Com um enorme tubo plástico enfiado na boca, não conseguiu xingá-la como queria pela estupidez de ter levado seus algozes até seu esconderijo. O corpo todo doía, pensou que ia morrer. E ela ali ao seu lado, toda carinhosa e gentil, ajeitando-lhe os travesseiros. Se pudesse, iria sufocá-la com os malditos travesseiros, mas estava quase certo de não ter um único osso inteiro no corpo. Adormeceu chorando de dor e raiva.
Foi acordado por ela novamente, no dia seguinte. Em sua cama! Não podia acreditar. Apalpou-se e viu que estava bem. Olhou a carteira, lá estava o papelzinho:
– Que dia é hoje? – perguntou.
– Quinta-feira. – ela resmungou irritada, enquanto se vestia.
Levantou-se de um salto, feliz da vida. Abraçou-a, beijou-a como se beijasse a Minnie, apesar dos protestos dela. Pediu-lhe desculpas por estar sendo tão irascível nos últimos dias, o que pareceu amansá-la um pouco. Saiu para o trabalho, como renascido fosse. Estava decidido: se seu destino era dividir o prêmio, iria dividi-lo alegremente... Quatrocentos mil reais era realmente um bom dinheiro, daria para por ordem na vida, mudar para um apê mais perto do trabalho ou ainda, quem sabe? Ficar um tempo sem trabalhar, estudando para concurso...
Ao chegar ao escritório, não quis conferir logo os jogos. Esperaria a chegada de mais alguns colegas, para não cair em tentação.

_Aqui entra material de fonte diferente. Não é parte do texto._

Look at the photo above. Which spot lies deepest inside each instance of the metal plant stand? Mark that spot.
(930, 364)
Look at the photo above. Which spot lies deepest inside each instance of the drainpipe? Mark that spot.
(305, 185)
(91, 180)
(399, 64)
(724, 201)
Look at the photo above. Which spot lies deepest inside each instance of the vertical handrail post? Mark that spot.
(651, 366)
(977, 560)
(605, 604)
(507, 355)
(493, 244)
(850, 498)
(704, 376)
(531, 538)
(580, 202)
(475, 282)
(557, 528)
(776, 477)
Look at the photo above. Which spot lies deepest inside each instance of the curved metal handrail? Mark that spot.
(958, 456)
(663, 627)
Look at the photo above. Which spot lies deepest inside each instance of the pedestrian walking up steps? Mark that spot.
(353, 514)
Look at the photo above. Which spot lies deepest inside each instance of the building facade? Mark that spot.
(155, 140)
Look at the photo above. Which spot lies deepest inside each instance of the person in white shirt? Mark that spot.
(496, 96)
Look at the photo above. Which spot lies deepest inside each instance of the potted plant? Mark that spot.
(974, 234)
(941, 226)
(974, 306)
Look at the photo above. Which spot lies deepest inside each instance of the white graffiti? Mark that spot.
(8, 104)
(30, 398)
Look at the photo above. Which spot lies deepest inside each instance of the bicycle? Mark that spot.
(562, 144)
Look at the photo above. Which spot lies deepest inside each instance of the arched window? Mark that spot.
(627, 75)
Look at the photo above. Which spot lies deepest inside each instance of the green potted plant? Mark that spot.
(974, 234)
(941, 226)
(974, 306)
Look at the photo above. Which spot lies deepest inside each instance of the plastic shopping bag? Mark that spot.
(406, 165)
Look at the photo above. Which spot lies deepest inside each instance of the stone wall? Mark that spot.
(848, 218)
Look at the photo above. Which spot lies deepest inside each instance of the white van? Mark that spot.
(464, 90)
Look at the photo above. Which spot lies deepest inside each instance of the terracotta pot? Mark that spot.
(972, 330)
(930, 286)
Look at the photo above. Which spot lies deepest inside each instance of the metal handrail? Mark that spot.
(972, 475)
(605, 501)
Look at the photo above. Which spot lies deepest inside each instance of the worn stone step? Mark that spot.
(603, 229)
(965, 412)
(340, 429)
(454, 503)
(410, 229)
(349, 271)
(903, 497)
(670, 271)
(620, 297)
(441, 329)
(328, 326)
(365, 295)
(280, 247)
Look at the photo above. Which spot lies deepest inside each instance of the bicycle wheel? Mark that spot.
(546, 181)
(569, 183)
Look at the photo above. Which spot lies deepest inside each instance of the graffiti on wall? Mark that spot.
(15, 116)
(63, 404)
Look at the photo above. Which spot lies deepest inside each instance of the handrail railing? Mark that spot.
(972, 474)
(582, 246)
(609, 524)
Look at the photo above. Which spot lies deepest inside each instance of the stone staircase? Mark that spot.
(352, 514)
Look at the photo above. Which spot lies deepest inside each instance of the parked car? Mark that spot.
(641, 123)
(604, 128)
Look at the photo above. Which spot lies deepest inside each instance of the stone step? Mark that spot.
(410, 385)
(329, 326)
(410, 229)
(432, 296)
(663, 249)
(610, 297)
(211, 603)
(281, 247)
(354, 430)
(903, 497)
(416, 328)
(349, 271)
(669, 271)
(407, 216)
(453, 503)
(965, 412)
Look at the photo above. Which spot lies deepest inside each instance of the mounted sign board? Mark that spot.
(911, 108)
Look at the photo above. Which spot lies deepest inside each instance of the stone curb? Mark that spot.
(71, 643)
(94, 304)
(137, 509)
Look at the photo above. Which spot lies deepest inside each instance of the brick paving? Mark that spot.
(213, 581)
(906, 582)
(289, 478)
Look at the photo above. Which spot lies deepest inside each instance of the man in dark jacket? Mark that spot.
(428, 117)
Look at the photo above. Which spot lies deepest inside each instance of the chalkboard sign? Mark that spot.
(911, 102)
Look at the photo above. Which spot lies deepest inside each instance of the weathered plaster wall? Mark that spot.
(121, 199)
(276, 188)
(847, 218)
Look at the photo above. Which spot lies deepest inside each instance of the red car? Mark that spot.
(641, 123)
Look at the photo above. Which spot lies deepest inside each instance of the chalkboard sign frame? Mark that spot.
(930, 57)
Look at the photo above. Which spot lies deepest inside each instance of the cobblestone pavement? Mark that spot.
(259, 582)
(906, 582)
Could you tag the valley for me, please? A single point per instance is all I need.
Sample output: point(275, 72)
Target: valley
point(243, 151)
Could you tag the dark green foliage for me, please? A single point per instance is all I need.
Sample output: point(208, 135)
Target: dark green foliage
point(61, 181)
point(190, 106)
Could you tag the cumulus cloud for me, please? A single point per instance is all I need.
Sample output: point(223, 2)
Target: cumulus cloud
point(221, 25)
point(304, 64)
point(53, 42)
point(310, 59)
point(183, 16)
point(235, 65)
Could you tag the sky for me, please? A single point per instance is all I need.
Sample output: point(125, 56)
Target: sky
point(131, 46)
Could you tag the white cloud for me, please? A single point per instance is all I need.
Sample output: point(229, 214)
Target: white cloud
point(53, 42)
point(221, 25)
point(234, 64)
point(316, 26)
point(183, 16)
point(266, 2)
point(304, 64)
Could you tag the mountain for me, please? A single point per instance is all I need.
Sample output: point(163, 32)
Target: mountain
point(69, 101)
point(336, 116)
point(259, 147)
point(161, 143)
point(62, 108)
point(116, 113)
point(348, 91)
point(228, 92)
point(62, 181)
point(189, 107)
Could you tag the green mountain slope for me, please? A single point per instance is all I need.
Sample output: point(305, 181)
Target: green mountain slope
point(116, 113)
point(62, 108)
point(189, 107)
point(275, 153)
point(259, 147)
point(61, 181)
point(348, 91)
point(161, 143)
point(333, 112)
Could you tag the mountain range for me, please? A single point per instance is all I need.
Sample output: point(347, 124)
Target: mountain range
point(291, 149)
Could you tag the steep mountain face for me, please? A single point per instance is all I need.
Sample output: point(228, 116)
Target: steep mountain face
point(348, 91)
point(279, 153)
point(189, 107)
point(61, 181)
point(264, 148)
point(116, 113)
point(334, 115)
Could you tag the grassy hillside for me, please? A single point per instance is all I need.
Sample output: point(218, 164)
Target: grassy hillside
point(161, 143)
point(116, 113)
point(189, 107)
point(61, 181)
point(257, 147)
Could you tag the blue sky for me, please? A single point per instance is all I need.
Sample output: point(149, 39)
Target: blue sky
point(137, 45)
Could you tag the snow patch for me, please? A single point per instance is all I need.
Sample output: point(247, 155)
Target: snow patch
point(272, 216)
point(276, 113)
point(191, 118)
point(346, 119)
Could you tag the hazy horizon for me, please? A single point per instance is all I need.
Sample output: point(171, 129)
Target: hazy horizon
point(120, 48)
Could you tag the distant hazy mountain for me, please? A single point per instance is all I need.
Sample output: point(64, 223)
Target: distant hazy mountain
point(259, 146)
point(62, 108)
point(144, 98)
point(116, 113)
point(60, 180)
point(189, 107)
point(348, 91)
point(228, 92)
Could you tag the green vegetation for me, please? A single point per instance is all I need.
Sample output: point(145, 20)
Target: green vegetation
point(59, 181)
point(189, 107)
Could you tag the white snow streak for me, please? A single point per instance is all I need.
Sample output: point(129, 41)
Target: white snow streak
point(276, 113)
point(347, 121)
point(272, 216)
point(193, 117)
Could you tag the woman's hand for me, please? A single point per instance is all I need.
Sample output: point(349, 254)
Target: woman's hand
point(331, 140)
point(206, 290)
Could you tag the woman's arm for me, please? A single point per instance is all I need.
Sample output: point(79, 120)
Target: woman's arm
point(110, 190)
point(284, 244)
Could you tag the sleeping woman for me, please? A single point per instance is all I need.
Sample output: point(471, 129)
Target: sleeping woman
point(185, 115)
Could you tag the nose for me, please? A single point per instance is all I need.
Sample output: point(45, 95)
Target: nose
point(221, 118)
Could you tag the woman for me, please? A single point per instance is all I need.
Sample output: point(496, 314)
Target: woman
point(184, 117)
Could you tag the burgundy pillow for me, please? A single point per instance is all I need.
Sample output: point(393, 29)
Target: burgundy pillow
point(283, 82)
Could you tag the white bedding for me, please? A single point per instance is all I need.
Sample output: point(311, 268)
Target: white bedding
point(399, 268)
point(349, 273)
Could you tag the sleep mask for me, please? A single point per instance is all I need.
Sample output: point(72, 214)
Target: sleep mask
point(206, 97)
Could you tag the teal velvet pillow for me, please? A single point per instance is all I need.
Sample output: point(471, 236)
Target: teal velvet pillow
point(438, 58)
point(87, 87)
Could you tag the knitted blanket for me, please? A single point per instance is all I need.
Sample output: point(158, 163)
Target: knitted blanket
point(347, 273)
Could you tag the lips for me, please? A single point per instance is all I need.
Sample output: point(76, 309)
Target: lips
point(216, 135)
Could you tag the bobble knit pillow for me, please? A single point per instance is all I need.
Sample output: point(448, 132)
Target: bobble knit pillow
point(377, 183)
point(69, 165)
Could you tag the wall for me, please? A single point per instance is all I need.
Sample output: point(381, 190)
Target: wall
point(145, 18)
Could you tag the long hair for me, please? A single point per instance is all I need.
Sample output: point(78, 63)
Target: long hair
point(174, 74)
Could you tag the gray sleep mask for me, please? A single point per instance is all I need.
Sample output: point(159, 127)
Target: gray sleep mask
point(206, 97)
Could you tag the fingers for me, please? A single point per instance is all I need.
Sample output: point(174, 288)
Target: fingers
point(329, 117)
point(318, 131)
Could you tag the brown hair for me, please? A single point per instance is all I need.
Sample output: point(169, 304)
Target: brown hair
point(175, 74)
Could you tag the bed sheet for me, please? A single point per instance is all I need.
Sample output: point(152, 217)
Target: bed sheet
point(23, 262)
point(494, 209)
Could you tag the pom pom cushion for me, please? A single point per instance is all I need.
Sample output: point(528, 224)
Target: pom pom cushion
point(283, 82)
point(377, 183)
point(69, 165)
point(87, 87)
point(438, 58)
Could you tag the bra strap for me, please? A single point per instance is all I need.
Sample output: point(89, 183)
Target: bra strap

Cerca de meia hora mais tarde, resolveu fazer a conferência. Para não levantar suspeitas, começou do primeiro jogo. Ao olhar o papelzinho, porém, não pode acreditar. Na letra ruim do garoto, lia-se: vinte e cinco, cinqüenta e cinco, trinta e sete, dois, quinze e quarenta e cinco.
– Cadê os meus números? – perguntou, em voz alta.
Os colegas mais próximos levantaram o olhar, curiosos, enquanto ele repetia:
– Esses não são meus números! Cadê os meus números?
E revirava a carteira, procurando. Um deles aproximou-se.
– Tá procurando o resultado? Eu anotei. – e entregou-lhe um canhoto de cheque onde se lia, perfeitamente: dois, quinze, vinte e cinco, trinta e sete, quarenta e cinco e cinqüenta e cinco. Em ordem, para não restarem dúvidas.
– Cadê meus números? Esses não são meu números!! – ainda perguntou algumas vezes, até dar-se conta de que a realidade agora era essa.
Ainda havia a esperança de que algum dos colegas tivesse jogado essa seqüência, porque não? Conferiu todos os jogos. Conferiu de novo. Nada. Nem um terno, um único terninho para contar história. Os colegas não entendiam sua desolação. Há quantos anos ele conferia os jogos?
Naquele dia, Oriel não teve ânimo para mais nada. Cumpriu suas tarefas mecanicamente, foi para casa, jantou e assistiu, no jornal, a notícia de que o prêmio acumulara novamente. Dormiu cedo, queria logo que o dia recomeçasse...
Na manhã seguinte, ao ser acordado pela mulher, perguntou, ansioso::
– Que dia é hoje?
– Sexta.
– É... – suspirou
– Que foi? – ela quis saber.
– Nada, não... Lembrei que a Sena acumulou. Vou ver se agito um bolão...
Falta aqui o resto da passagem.